July 3, 2011

A Eulogy


“You have not come to a mountain that can be touched and that is burning with fire; to darkness, gloom and storm; to a trumpet blast or to such a voice speaking words that those who heard it begged that no further word be spoken to them, because they could not bear what was commanded: “If even an animal touches the mountain, it must be stoned.” The sight was so terrifying that Moses said, “I am trembling with fear.” But you have come to Mount Zion, to the heavenly Jerusalem, the city of the living God. You have come to thousands of angels in joyful assembly, to the church of the firstborn, whose names are written in heaven. You have come to God, the judge of all men, to the spirits of righteous men made perfect, to Jesus the mediator of a new covenant, and to the sprinkled blood that speaks a better word than the blood of Abel.” Hebrews 12:18-25

Gran Jean used to tell me that I was her favorite granddaughter. The fact that I was her only granddaughter was always overlooked, because the only child in me believed that I would have been her favorite even if I had brothers and sisters. It’s so difficult for me to stand up here and tell you about my roommate and dear friend, my confidant, my sweet and feisty, favorite Gran Jean. Not because I don’t want to share, but because I struggle to find the perfect words to describe this amazing force in my life.

What do I tell you about? Where do I begin? With the bus trip we took together my senior year of high school? With the Monday nights of watching The Bachelor and eating popcorn for dinner? With the family reunions at Fall Creek Falls and the subsequent fights with the reception desk when they didn’t put us on the first floor? It’s hard to sum up a life that is filled with such joy and passion in a mere page written by a grieving granddaughter. And my grief is strong. Because I loved her dearly. We all did.

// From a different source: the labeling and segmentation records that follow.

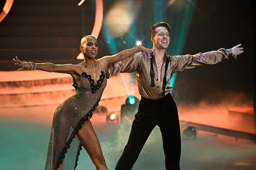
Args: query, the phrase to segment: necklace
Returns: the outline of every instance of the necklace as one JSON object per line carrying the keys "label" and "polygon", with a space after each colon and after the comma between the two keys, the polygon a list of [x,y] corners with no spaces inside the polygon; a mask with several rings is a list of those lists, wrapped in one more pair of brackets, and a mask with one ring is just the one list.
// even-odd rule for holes
{"label": "necklace", "polygon": [[157,62],[157,61],[155,59],[155,61],[156,61],[156,62],[157,63],[157,64],[158,64],[158,65],[157,65],[157,70],[158,70],[160,68],[160,67],[161,67],[161,66],[160,66],[160,63],[163,60],[163,59],[164,59],[164,58],[163,57],[163,59],[162,59],[162,60],[161,60],[161,61],[160,61],[160,62],[159,62],[159,63],[158,63],[158,62]]}
{"label": "necklace", "polygon": [[[97,60],[96,60],[96,65],[95,65],[95,66],[93,67],[87,67],[87,66],[86,66],[84,65],[84,63],[83,62],[83,65],[84,65],[84,67],[86,67],[86,68],[88,68],[89,69],[89,70],[90,70],[91,71],[96,72],[98,71],[98,70],[99,70],[99,64],[98,64],[98,61]],[[97,66],[97,65],[98,65],[98,69],[97,69],[96,70],[93,71],[93,70],[91,69],[91,68],[94,68],[95,67],[96,67],[96,66]]]}

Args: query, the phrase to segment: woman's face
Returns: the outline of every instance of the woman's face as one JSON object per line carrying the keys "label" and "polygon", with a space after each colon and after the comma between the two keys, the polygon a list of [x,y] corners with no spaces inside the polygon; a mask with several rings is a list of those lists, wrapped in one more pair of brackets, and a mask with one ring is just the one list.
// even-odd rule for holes
{"label": "woman's face", "polygon": [[85,56],[89,58],[95,58],[98,53],[98,41],[95,37],[88,36],[82,41],[80,46],[84,51]]}

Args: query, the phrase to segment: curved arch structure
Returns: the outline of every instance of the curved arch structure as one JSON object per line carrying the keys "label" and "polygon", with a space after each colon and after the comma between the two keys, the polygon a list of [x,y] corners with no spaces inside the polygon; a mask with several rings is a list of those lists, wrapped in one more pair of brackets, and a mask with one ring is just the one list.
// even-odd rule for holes
{"label": "curved arch structure", "polygon": [[0,22],[5,18],[12,6],[14,0],[6,0],[3,11],[0,13]]}

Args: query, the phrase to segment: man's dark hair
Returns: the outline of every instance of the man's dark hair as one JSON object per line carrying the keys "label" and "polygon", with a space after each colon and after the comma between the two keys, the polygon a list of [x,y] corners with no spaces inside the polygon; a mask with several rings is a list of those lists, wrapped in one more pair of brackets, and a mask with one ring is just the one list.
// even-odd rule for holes
{"label": "man's dark hair", "polygon": [[166,22],[158,22],[157,23],[156,23],[151,26],[150,28],[150,37],[151,36],[155,37],[155,29],[157,27],[165,27],[168,30],[168,32],[169,32],[171,30],[171,27],[169,25],[169,24]]}

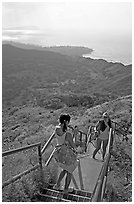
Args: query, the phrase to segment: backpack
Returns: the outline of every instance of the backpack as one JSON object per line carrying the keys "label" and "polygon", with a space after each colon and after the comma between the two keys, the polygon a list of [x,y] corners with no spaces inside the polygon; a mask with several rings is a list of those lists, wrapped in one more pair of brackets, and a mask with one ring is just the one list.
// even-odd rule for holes
{"label": "backpack", "polygon": [[[111,120],[109,119],[108,120],[108,126],[110,127],[110,128],[112,128],[112,123],[111,123]],[[104,123],[104,120],[100,120],[99,121],[99,130],[101,130],[102,132],[104,132],[105,131],[105,129],[106,129],[106,125],[105,125],[105,123]]]}

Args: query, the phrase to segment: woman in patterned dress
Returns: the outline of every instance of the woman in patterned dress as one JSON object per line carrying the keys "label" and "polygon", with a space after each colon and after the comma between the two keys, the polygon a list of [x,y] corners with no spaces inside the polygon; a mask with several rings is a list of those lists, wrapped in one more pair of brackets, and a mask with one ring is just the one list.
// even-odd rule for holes
{"label": "woman in patterned dress", "polygon": [[70,119],[70,116],[67,114],[61,115],[59,118],[60,123],[55,129],[57,151],[54,157],[58,165],[62,168],[62,171],[54,188],[60,189],[60,183],[66,175],[64,186],[64,192],[66,193],[70,191],[69,185],[72,178],[72,172],[78,165],[76,145],[73,142],[71,133],[67,129]]}

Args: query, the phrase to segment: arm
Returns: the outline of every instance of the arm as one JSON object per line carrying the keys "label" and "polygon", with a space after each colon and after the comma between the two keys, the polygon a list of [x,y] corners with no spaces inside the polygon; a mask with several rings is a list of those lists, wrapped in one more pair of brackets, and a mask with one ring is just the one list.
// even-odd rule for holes
{"label": "arm", "polygon": [[71,147],[76,148],[75,143],[73,142],[73,138],[70,132],[66,133],[66,141],[70,144]]}

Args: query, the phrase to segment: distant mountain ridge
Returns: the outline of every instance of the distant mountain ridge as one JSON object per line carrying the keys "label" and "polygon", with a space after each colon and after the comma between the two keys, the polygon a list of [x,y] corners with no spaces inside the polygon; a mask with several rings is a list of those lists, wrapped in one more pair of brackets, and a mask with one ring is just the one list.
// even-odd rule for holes
{"label": "distant mountain ridge", "polygon": [[83,46],[50,46],[50,47],[43,47],[39,45],[32,45],[32,44],[24,44],[24,43],[16,43],[13,41],[3,41],[4,44],[10,44],[12,46],[22,48],[22,49],[34,49],[34,50],[41,50],[41,51],[52,51],[58,52],[63,55],[69,56],[82,56],[83,54],[90,54],[93,52],[93,49]]}
{"label": "distant mountain ridge", "polygon": [[22,49],[9,44],[2,46],[2,77],[4,103],[24,92],[25,98],[29,97],[26,96],[29,91],[43,98],[60,96],[60,100],[61,96],[74,94],[79,98],[132,93],[132,65],[72,58],[58,52]]}

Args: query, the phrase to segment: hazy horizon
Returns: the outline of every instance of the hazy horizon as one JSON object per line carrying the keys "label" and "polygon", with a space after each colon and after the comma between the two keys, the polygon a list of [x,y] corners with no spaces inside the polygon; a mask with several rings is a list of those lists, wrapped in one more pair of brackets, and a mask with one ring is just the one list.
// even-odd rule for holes
{"label": "hazy horizon", "polygon": [[41,46],[85,46],[92,57],[132,62],[129,2],[5,2],[2,40]]}

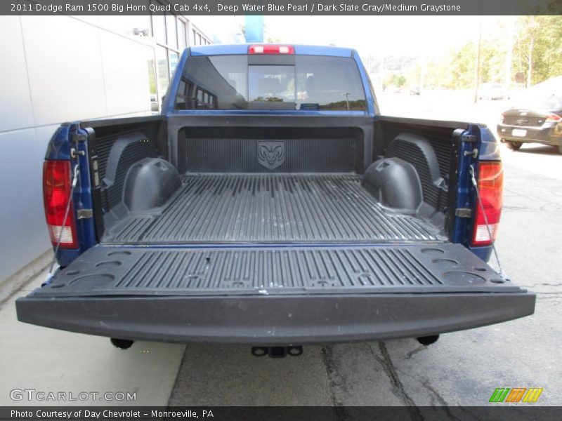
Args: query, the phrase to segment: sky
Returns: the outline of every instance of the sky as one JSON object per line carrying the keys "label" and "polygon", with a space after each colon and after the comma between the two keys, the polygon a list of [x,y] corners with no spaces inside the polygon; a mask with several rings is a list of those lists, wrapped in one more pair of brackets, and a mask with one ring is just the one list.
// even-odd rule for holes
{"label": "sky", "polygon": [[444,54],[478,38],[475,16],[266,16],[266,35],[282,42],[352,47],[361,55]]}
{"label": "sky", "polygon": [[[230,32],[244,16],[198,16],[209,30]],[[357,49],[362,57],[440,57],[478,41],[497,26],[495,16],[264,16],[265,39],[287,44],[334,44]],[[504,20],[509,18],[504,17]],[[203,28],[204,29],[205,28]]]}

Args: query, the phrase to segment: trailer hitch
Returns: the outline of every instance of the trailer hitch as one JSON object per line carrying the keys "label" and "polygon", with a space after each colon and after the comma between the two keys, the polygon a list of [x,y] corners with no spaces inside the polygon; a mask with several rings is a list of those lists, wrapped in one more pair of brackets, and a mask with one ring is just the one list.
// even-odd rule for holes
{"label": "trailer hitch", "polygon": [[290,345],[288,347],[252,347],[251,354],[254,356],[268,355],[270,358],[285,358],[287,355],[299,356],[303,353],[303,347]]}

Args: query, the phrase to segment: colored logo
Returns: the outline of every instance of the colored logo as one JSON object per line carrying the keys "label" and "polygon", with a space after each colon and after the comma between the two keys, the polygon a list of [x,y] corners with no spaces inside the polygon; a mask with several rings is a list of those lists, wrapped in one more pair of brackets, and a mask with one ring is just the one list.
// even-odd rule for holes
{"label": "colored logo", "polygon": [[498,387],[492,394],[490,402],[533,403],[538,401],[542,393],[542,387]]}

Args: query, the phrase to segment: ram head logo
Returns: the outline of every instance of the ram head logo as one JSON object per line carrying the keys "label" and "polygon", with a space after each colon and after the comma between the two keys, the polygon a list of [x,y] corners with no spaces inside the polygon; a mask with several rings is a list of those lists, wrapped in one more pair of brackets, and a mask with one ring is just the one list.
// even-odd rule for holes
{"label": "ram head logo", "polygon": [[273,170],[285,161],[285,142],[258,142],[258,162],[269,170]]}

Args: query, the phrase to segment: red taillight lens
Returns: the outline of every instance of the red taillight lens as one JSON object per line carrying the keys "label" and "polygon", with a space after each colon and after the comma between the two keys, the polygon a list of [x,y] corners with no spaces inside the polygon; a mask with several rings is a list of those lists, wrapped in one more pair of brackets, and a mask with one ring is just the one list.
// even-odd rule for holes
{"label": "red taillight lens", "polygon": [[294,54],[294,47],[268,44],[250,46],[248,54]]}
{"label": "red taillight lens", "polygon": [[[484,209],[483,213],[483,206],[476,203],[473,246],[490,246],[495,240],[499,217],[502,215],[503,189],[504,171],[502,163],[481,162],[478,167],[478,191]],[[490,232],[486,222],[490,227]]]}
{"label": "red taillight lens", "polygon": [[77,248],[74,212],[72,201],[66,213],[68,201],[72,201],[70,162],[46,161],[43,166],[43,201],[51,241],[56,246],[60,239],[60,248]]}

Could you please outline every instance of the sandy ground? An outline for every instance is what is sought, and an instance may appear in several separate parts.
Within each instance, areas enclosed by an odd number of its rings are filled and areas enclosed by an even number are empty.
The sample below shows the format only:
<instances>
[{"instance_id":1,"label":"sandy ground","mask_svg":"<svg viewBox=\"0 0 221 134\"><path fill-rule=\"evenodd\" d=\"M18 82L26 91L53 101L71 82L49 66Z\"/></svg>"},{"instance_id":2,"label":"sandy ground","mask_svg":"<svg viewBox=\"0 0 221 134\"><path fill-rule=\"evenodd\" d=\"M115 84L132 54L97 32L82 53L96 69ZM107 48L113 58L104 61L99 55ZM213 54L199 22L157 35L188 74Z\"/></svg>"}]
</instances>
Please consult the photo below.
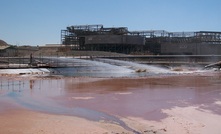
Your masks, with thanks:
<instances>
[{"instance_id":1,"label":"sandy ground","mask_svg":"<svg viewBox=\"0 0 221 134\"><path fill-rule=\"evenodd\" d=\"M220 134L221 75L215 75L65 78L62 88L66 93L52 98L67 107L106 111L141 134ZM1 134L135 133L117 122L27 110L6 99L0 100L0 104ZM149 109L153 109L152 113Z\"/></svg>"}]
</instances>

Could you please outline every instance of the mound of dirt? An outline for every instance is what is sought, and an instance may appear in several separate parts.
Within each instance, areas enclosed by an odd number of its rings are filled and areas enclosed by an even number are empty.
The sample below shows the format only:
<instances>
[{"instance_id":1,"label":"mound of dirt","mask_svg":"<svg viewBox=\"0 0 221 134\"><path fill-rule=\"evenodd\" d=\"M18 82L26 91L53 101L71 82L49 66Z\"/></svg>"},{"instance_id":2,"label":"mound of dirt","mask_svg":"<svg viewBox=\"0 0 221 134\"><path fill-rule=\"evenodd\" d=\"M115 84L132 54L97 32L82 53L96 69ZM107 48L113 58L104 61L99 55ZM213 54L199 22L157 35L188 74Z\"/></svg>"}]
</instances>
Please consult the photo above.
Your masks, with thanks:
<instances>
[{"instance_id":1,"label":"mound of dirt","mask_svg":"<svg viewBox=\"0 0 221 134\"><path fill-rule=\"evenodd\" d=\"M8 46L8 44L5 41L0 40L0 46Z\"/></svg>"}]
</instances>

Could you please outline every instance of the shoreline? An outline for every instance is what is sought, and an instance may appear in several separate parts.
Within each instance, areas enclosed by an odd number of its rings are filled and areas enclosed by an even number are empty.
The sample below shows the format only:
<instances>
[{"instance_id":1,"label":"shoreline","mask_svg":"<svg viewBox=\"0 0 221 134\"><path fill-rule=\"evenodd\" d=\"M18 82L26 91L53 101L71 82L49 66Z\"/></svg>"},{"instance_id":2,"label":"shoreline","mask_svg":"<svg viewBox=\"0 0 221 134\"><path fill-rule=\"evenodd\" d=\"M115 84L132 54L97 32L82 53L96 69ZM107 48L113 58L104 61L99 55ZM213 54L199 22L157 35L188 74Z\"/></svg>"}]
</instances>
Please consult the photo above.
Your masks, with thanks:
<instances>
[{"instance_id":1,"label":"shoreline","mask_svg":"<svg viewBox=\"0 0 221 134\"><path fill-rule=\"evenodd\" d=\"M4 104L0 110L0 132L21 134L62 132L132 134L133 130L142 134L221 132L218 125L221 120L219 99L221 75L217 72L141 78L61 76L5 78L21 81L24 86L21 85L21 90L15 90L15 94L22 95L21 98L16 98L16 102L13 96L5 96L5 93L11 92L15 86L0 90L0 104ZM42 108L44 105L49 108L62 106L59 109L79 107L80 111L77 111L77 114L62 114L50 110L36 111L23 105L23 102L33 105L36 101ZM82 114L84 112L86 114ZM94 114L90 115L91 112ZM98 120L87 119L85 115ZM120 122L125 123L131 130L125 129Z\"/></svg>"}]
</instances>

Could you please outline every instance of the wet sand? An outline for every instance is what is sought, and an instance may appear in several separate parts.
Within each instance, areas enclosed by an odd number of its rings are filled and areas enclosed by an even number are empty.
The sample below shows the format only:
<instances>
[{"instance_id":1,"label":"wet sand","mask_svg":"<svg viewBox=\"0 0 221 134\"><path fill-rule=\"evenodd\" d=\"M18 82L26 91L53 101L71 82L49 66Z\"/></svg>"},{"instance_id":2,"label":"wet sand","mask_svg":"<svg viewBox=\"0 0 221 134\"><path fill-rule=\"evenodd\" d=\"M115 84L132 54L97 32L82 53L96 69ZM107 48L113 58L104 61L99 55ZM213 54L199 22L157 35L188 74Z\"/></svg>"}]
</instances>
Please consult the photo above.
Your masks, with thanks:
<instances>
[{"instance_id":1,"label":"wet sand","mask_svg":"<svg viewBox=\"0 0 221 134\"><path fill-rule=\"evenodd\" d=\"M0 133L221 133L221 74L1 77Z\"/></svg>"}]
</instances>

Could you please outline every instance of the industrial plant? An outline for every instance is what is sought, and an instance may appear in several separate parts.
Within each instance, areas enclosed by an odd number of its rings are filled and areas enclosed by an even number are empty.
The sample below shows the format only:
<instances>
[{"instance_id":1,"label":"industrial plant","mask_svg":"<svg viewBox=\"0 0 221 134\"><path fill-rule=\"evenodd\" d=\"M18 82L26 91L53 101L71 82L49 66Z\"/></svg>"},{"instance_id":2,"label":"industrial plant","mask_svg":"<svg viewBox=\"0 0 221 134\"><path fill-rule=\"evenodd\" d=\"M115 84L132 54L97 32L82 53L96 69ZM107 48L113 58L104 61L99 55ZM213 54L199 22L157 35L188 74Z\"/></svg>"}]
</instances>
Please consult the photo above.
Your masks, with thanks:
<instances>
[{"instance_id":1,"label":"industrial plant","mask_svg":"<svg viewBox=\"0 0 221 134\"><path fill-rule=\"evenodd\" d=\"M127 27L74 25L61 30L61 43L80 51L157 55L221 54L221 32L216 31L130 31Z\"/></svg>"}]
</instances>

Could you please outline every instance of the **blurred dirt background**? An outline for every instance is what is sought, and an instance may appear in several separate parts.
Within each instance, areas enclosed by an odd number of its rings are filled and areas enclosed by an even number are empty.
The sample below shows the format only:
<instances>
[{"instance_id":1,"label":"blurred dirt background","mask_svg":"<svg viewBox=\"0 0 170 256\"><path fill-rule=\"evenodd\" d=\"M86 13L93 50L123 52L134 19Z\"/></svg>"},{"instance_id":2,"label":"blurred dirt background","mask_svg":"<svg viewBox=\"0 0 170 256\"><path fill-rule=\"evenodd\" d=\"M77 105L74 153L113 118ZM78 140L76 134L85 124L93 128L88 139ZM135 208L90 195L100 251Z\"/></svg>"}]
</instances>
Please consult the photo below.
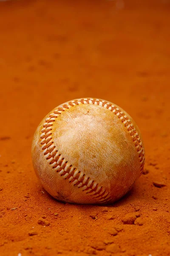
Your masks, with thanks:
<instances>
[{"instance_id":1,"label":"blurred dirt background","mask_svg":"<svg viewBox=\"0 0 170 256\"><path fill-rule=\"evenodd\" d=\"M0 3L0 255L170 255L169 1ZM65 102L128 112L144 172L108 206L59 203L39 183L34 133Z\"/></svg>"}]
</instances>

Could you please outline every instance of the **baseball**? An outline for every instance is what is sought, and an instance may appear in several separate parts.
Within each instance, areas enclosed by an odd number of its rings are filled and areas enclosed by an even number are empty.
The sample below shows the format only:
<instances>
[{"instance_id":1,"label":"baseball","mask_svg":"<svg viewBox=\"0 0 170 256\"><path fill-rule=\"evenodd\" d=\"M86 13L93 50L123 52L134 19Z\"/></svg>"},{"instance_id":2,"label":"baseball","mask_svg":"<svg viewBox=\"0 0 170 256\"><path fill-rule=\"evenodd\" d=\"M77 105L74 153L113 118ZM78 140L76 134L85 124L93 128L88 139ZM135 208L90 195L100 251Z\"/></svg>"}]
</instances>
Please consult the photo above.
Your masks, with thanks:
<instances>
[{"instance_id":1,"label":"baseball","mask_svg":"<svg viewBox=\"0 0 170 256\"><path fill-rule=\"evenodd\" d=\"M84 98L60 105L34 135L32 157L45 189L60 201L113 203L141 175L141 135L122 108L104 100Z\"/></svg>"}]
</instances>

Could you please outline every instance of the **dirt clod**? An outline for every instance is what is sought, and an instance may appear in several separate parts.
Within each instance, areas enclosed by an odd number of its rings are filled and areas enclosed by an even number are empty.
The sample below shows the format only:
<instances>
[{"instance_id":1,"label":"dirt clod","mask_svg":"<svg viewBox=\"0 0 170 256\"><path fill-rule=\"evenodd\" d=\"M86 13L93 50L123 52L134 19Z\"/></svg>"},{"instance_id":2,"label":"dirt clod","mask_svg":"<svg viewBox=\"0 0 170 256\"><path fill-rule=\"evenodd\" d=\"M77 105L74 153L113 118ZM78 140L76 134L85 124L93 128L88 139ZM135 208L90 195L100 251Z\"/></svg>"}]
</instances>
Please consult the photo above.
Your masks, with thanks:
<instances>
[{"instance_id":1,"label":"dirt clod","mask_svg":"<svg viewBox=\"0 0 170 256\"><path fill-rule=\"evenodd\" d=\"M114 219L114 217L111 214L107 214L105 217L105 218L106 220L108 220L110 221L110 220L113 220Z\"/></svg>"},{"instance_id":2,"label":"dirt clod","mask_svg":"<svg viewBox=\"0 0 170 256\"><path fill-rule=\"evenodd\" d=\"M38 224L39 225L42 225L42 226L49 226L50 225L50 222L45 220L42 218L40 218L38 221Z\"/></svg>"},{"instance_id":3,"label":"dirt clod","mask_svg":"<svg viewBox=\"0 0 170 256\"><path fill-rule=\"evenodd\" d=\"M105 250L105 245L102 242L96 242L94 244L93 244L91 247L98 250Z\"/></svg>"},{"instance_id":4,"label":"dirt clod","mask_svg":"<svg viewBox=\"0 0 170 256\"><path fill-rule=\"evenodd\" d=\"M30 231L28 233L28 235L30 236L36 236L36 235L38 235L38 233L36 231Z\"/></svg>"},{"instance_id":5,"label":"dirt clod","mask_svg":"<svg viewBox=\"0 0 170 256\"><path fill-rule=\"evenodd\" d=\"M144 220L141 218L138 218L135 221L134 224L138 226L142 226L144 224Z\"/></svg>"},{"instance_id":6,"label":"dirt clod","mask_svg":"<svg viewBox=\"0 0 170 256\"><path fill-rule=\"evenodd\" d=\"M107 245L106 248L106 251L108 253L117 253L120 251L120 247L117 244L111 244Z\"/></svg>"},{"instance_id":7,"label":"dirt clod","mask_svg":"<svg viewBox=\"0 0 170 256\"><path fill-rule=\"evenodd\" d=\"M158 181L153 181L153 184L157 188L162 188L166 186L166 185L164 183L162 182L159 182Z\"/></svg>"},{"instance_id":8,"label":"dirt clod","mask_svg":"<svg viewBox=\"0 0 170 256\"><path fill-rule=\"evenodd\" d=\"M113 228L108 231L108 233L111 235L111 236L116 236L117 234L117 231L114 228Z\"/></svg>"},{"instance_id":9,"label":"dirt clod","mask_svg":"<svg viewBox=\"0 0 170 256\"><path fill-rule=\"evenodd\" d=\"M136 218L136 213L134 212L128 213L126 214L122 218L122 221L124 224L128 224L132 225L134 224L135 220Z\"/></svg>"}]
</instances>

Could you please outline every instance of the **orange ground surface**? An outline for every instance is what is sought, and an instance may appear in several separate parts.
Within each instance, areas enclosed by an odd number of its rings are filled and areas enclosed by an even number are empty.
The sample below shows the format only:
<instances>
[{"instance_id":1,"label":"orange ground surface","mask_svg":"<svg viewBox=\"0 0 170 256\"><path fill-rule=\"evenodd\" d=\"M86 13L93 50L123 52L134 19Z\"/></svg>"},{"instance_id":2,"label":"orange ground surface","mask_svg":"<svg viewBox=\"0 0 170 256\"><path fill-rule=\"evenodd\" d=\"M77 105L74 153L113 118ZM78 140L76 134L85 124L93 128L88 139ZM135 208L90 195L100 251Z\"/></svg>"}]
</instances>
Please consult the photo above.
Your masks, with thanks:
<instances>
[{"instance_id":1,"label":"orange ground surface","mask_svg":"<svg viewBox=\"0 0 170 256\"><path fill-rule=\"evenodd\" d=\"M170 255L170 4L136 2L0 3L1 256ZM58 202L33 169L42 119L85 97L120 106L143 135L144 174L112 205Z\"/></svg>"}]
</instances>

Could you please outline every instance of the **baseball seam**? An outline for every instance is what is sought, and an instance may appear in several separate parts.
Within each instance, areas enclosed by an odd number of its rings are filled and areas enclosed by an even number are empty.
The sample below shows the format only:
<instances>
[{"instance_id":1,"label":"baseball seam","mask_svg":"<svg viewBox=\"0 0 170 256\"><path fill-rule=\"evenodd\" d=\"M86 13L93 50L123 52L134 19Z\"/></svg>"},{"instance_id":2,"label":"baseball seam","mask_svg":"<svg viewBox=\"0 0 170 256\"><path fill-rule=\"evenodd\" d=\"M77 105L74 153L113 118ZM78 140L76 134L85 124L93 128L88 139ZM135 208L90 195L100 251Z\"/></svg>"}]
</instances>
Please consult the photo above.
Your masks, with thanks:
<instances>
[{"instance_id":1,"label":"baseball seam","mask_svg":"<svg viewBox=\"0 0 170 256\"><path fill-rule=\"evenodd\" d=\"M79 171L76 167L69 164L56 148L51 136L53 122L56 121L56 118L65 110L82 104L100 105L113 112L120 119L133 138L133 143L139 154L141 173L142 172L144 163L144 149L140 137L129 117L117 107L105 101L92 98L72 100L56 108L45 119L45 122L41 131L40 143L47 162L65 180L67 180L73 186L81 188L83 191L92 196L99 203L105 203L111 199L111 195L109 192L90 177L87 177L82 172Z\"/></svg>"}]
</instances>

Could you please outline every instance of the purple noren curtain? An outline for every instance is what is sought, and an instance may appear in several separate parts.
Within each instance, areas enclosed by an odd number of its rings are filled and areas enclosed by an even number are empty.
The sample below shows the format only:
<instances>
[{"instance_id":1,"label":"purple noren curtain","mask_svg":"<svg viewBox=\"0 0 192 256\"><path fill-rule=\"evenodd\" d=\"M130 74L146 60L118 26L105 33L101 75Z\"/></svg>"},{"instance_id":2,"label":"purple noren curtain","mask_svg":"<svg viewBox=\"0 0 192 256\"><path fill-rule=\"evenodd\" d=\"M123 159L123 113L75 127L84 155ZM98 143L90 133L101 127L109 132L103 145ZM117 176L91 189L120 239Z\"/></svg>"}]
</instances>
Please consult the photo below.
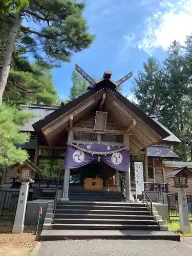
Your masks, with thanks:
<instances>
[{"instance_id":1,"label":"purple noren curtain","mask_svg":"<svg viewBox=\"0 0 192 256\"><path fill-rule=\"evenodd\" d=\"M79 144L78 146L82 149L95 152L107 152L119 150L114 146L109 146L102 143L89 143ZM86 165L92 162L99 154L92 155L84 153L72 146L68 146L64 168L73 169ZM114 169L121 172L127 172L130 162L130 152L123 150L119 152L110 155L100 155L100 157L107 164Z\"/></svg>"}]
</instances>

In times like these, we search for the best way to remember: old stories, inside jokes, pictures, music, food. And we continue to mourn…we mourn for a sister who can no longer call us, a mother who can no longer hug us, an aunt who can no longer laugh with us, and a grandmother who can no longer live with us. Praise God that our mourning is a short mourning. Praise God that He has the final say in this story. Yes, it’s true that Gran Jean has left this earth. But I don’t worry about that. Because I see Gran Jean everywhere. And I guess that’s the goodness of a Father who, even through death, can bring beauty from pain. A King who takes time to bring us the comfort of her peace in the smallest of ways. In my Mom’s smile. In a cup of coffee. In a butterfly or these gorgeous flowers. And as her spirit resides in heaven, her memory stays with us here. When we see a show at the Grand Ole’ Opry or work a particularly difficult crossword. When we order porkchops with a side of okra and white beans, or watch shows like Brothers and Sisters or Keeping Up Appearances. These little moments, these things that seemed so insignificant and habitual, have, in these short days, become invaluable to my memory. The overripe bananas that had to be black before eaten. The newspaper that had to be read from cover to cover. The Red Xterra that made her feel like she was sitting on top of the world. These are the things that I will tell my children. These are the memories that I will cherish.

This is not a story about a woman who lived and died, rather, it’s a story about a woman who lived, lived awesomely, and now lives forever with our Savior. And what a story that is to tell! We have not come to a forbidden mountain of gloom, but to Mount Zion, to a joyful assembly—to Jesus. In typical Gran Jean fashion, she has taken the bus trip of a lifetime. So, Lord, haste the day when our faith shall be sight. And, Gran Jean, save me a seat next to you at that banquet table.

3 comments:

Mindy said...

I have no words.

What you said is beautiful. Thank you for sharing...

Ashley said...

I get misty reading this again. Your way with words is so fascinating, thanks for posting this to read again and again.

KB said...

Kaitlin -- I am so sorry to hear about your Gran Jean. My heart aches for you and your mom. She was a great lady and meant so much to your family. She will truly be missed. You have such a gift with words and your faith is inspiring. Thank you for sharing.